How Safe are Surgeries for Losing Weight?
Surgeries for losing weight come in many forms, each with their own set of pros and cons. Doctors and researchers are constantly exploring how to make weight-loss surgery safer and more effective.
Obesity in the United States isn’t simply a disease, it’s an epidemic. Studies show that in the US nearly 40 percent of adults (20 or over) are obese with around eight percent being severely obese. Another 32 percent of Americans are overweight. The sad fact is that America is one of the most overweight countries in the world and has been for some time.
For Americans who are overweight diet, exercise and lifestyle changes are key factors to reversing their poor health. But those remedies won’t work for someone suffering from obesity. Seeking surgery for their obesity is the only way to stop in its tracks. But how safe are the different types of surgeries? Though not without risks, the potential rewards for undergoing weight-loss surgery far outweigh them. BMCC of Colorado aims to set the record straight about the benefits of weight-loss surgery.
What Types Of Weight Loss Surgeries Are Out There?
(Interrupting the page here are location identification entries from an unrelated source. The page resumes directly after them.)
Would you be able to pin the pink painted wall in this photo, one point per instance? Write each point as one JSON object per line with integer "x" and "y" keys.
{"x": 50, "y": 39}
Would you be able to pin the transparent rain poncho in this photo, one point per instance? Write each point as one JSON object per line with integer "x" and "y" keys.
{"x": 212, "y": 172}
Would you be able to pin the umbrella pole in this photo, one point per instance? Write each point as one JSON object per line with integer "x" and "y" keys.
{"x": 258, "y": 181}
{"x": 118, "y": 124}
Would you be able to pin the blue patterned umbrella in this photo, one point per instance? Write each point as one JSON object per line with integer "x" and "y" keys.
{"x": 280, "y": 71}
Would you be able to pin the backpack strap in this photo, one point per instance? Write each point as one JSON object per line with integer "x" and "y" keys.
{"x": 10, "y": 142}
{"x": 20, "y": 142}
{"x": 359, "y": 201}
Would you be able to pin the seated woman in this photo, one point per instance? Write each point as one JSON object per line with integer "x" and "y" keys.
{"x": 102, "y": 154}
Surgeries for losing weight come in many forms, each with their own set of pros and cons. Doctors and researchers are constantly exploring how to make weight-loss surgery safer and more effective. Here are three of the most common types of weight-loss surgery with their own set of benefits and drawbacks.
Adjustable Gastric Banding
This restrictive surgery requires the doctors to tie an elastic band around the stomach, making two pouches. A small space connects the upper and lower sections and allows food to travel from top to bottom. One of the safest procedures, it leaves a small scar, the recovery time quick and the rubber band can be removed.
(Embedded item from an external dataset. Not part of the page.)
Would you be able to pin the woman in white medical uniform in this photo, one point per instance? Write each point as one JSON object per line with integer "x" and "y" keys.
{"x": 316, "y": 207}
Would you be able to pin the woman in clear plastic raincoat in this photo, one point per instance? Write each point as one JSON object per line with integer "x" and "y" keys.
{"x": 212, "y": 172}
The give here is that weight loss is much less dramatic and it’s easier for the weight to come back. A side effect is vomiting if too much food is ingested too quickly. The band can slide, break or become loose.
A surgeon removes up to 75 percent of the stomach and forms the remaining 25 percent into a narrow sleeve connecting to the intestines. The surgery is relatively simple compared to some others and offers patients a low-risk way to lose weight. Because your stomach is smaller, you simply cannot eat as much. It also triggers hormones that help with weight loss as well.
The sleeve gastrectomy is a new procedure so its long term risks and effects are still being evaluated. Known risks to this point are infection, sleeve leak, and blood clots.
Gastric Bypass Surgery (Roux-en-Y Gastric Bypass)
Going this route means your surgeon divides your stomach into an upper and lower section. The upper part is called “a pouch” and is no bigger than a golf ball. This is where the food you eat will go after you swallow. The surgeon will connect the pouch to your intestines providing it somewhere to go after it leaves the stomach. You end up absorbing fewer calories this way. Weight loss is dramatic and immediate, with around half of it occurring in six to eight months after surgery.
A negative side effect is that your body will need nutrients from other sources because the stomach can’t absorb them. People undergoing GBS must take supplements for the rest of their lives. Also, because the surgery is complicated, the risks of blood clots, infection and gallstones increase.